The 10 Best International Releases of the Year 2025
Looking back on the musical landscape of worldwide sounds that pushed boundaries. Here is a countdown of ten exceptional albums that defined the year in music.
Number Ten: The Percussionist Sarathy Korwar – There Already Is Beauty
An album consisting of a single, extended movement of insistent percussion may not appear the most accessible musical proposition. But, south Asian percussionist and producer Sarathy Korwar turns this driving beat into a hypnotically captivating album. Guiding an trio of three drummers, Korwar creates a dense percussive language over the record's ten parts. The album draws from the phasing techniques of Steve Reich as well as classical Indian rhythmic patterns, each grounded in the reiteration of a continual, pulsing refrain. The longer one listens, this refrain starts to mirror the ceremonial rhythm of ritual music, pulling the listener further into Korwar's unique percussive universe.
Number Nine: Yasmine Hamdan – I Forget, I Remember
After an hiatus of eight years, Lebanese vocalist and composer Yasmine Hamdan returns with a contemplative album of songs. It continues exploring the Arabic-sung, dub-influenced aesthetic that cemented her status in the Arab alternative scene since the 1990s. Hamdan's vocal delivery is quiet and thoughtful, singing delicate melodies over the string arrangements of a track like Hon and the deep trip-hop beat of Vows. For more upbeat numbers such as Shadia and Abyss, she adopts a quivering, yearning vibrato against Maghrebi-inspired synth melodies and skittering electronic percussion. The album's sound is minimal and understated, yet this austerity provides the ideal environment for Hamdan's emotive compositions to take center stage. The album proves to be well worth the long anticipation.

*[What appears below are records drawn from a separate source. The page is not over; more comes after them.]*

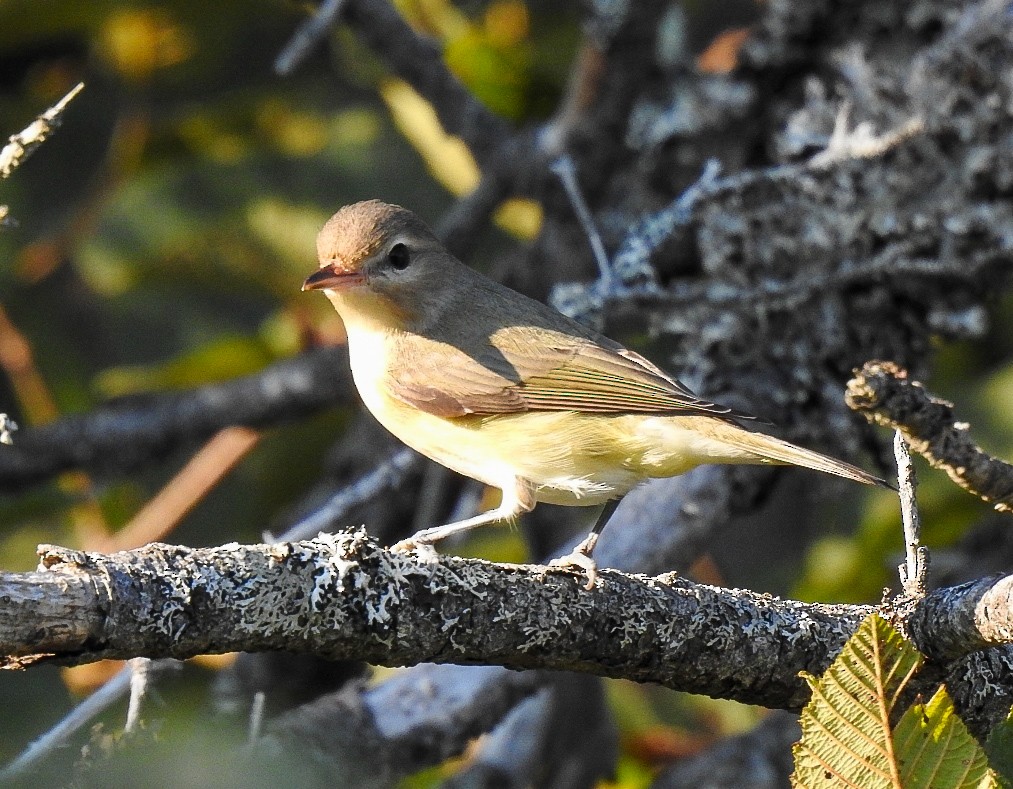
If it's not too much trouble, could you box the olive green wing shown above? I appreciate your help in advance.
[389,326,752,419]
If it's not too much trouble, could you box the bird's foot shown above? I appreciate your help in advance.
[390,537,440,562]
[549,532,598,591]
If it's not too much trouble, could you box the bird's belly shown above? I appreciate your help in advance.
[360,378,646,506]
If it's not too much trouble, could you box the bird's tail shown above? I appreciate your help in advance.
[715,423,893,489]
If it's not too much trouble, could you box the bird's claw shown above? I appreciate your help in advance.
[390,537,440,562]
[549,548,598,591]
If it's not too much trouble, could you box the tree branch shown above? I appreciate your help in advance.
[0,347,354,491]
[0,531,1010,709]
[846,362,1013,512]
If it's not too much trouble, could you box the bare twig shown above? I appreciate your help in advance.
[0,660,178,781]
[124,657,152,733]
[246,691,267,747]
[845,362,1013,512]
[97,426,260,552]
[275,0,345,77]
[893,430,929,598]
[549,153,615,294]
[0,82,84,179]
[809,101,925,170]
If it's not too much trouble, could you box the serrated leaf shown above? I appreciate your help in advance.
[893,687,999,789]
[791,614,922,789]
[985,709,1013,786]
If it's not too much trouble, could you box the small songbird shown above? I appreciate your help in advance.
[303,201,886,586]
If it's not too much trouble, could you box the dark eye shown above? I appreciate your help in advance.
[387,244,411,271]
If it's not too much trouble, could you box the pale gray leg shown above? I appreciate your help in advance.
[549,497,622,590]
[390,479,535,551]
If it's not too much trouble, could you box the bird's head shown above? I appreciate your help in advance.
[303,200,457,328]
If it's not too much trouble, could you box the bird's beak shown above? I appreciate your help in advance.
[303,264,366,291]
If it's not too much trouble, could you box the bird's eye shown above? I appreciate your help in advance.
[387,244,411,271]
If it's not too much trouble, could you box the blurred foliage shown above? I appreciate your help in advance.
[0,0,1013,787]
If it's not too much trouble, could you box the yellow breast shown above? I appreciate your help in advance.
[332,294,721,505]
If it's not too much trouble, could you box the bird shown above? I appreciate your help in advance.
[303,200,889,588]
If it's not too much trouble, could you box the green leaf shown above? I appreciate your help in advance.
[791,614,999,789]
[893,686,999,789]
[792,614,922,789]
[985,710,1013,786]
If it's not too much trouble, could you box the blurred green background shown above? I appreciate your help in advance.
[0,0,1013,787]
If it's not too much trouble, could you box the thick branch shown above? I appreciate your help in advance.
[0,531,1001,708]
[0,532,870,707]
[0,347,352,491]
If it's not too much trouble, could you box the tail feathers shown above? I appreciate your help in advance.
[720,428,895,490]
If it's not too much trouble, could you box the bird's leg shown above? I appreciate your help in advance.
[549,497,622,590]
[390,478,535,551]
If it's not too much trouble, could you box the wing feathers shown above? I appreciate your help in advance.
[389,327,752,419]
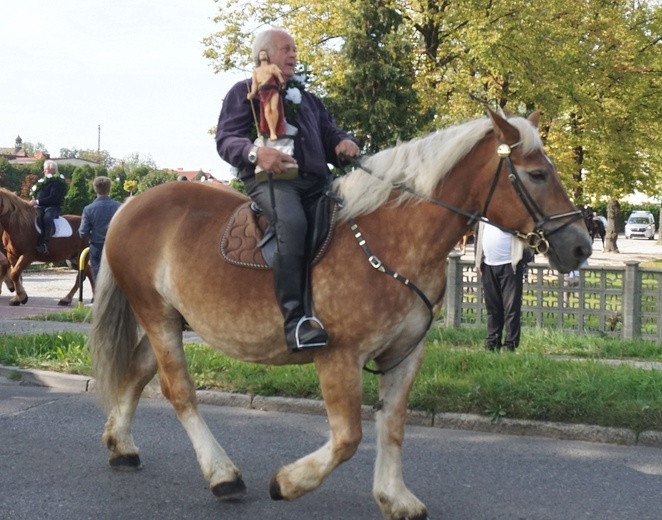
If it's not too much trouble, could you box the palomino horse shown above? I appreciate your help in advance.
[0,188,94,305]
[90,112,591,519]
[457,229,476,254]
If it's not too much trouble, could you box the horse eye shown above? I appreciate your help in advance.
[527,170,545,181]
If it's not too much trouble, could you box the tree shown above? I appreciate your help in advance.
[325,0,429,153]
[108,167,129,202]
[122,179,138,196]
[138,170,177,193]
[62,164,94,215]
[23,142,48,157]
[60,148,117,170]
[204,0,662,215]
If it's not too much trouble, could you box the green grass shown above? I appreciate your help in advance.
[30,307,92,323]
[0,327,662,432]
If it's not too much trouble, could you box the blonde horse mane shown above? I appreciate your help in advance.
[334,112,542,220]
[0,188,37,233]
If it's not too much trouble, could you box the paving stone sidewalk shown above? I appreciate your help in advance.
[0,266,662,448]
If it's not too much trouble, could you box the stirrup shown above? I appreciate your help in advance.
[294,316,327,350]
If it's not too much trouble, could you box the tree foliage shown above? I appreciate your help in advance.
[204,0,662,204]
[62,164,95,215]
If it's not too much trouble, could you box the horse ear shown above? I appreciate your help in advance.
[487,108,519,144]
[527,110,540,128]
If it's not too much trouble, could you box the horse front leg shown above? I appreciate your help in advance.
[269,349,363,500]
[9,255,30,306]
[372,341,428,520]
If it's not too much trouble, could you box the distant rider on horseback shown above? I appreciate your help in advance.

Number Eight: The Mexican Producer Debit – Desaceleradas
Mexican producer Debit has a knack for uncanny reimaginings of archival audio. On her most recent project, Desaceleradas, she focuses on the 1990s variant of cumbia rebajada – a slowed, dubby interpretation of the shuffling Latin American dance music genre. Debit decelerates this sound even further, processing its signature synths and syncopated rhythm through layers of distortion and hiss to produce a new, menacing rhythm. Periodically atmospheric and discomfiting, Debit morphs the exuberant dancefloor sound of cumbia into a lasting, spectral memory.
Number Seven: The São Paulo Producer DJ K – Radio Libertadora!
Sheer intensity is the key term for the output of São Paulo producer Kaique Vieira, also known as DJ K. Inventing his own genre of "bruxaria" (witchcraft), Vieira stacks a cacophony of sirens, explosive bass tones and shouted lyrics over the classic Brazilian dance style of baile funk. This emulates the propulsive sound of neighborhood block parties. On his second album, Radio Libertadora!, Vieira escalates the energy, incorporating everything from four-on-the-floor techno beats to the sound of the Islamic call to prayer into his frantic bruxaria mix. The result is a notably manic and deafeningly intense forty-minute listening experience. Surrender to the cacophony and Vieira's bold productions become unexpectedly freeing.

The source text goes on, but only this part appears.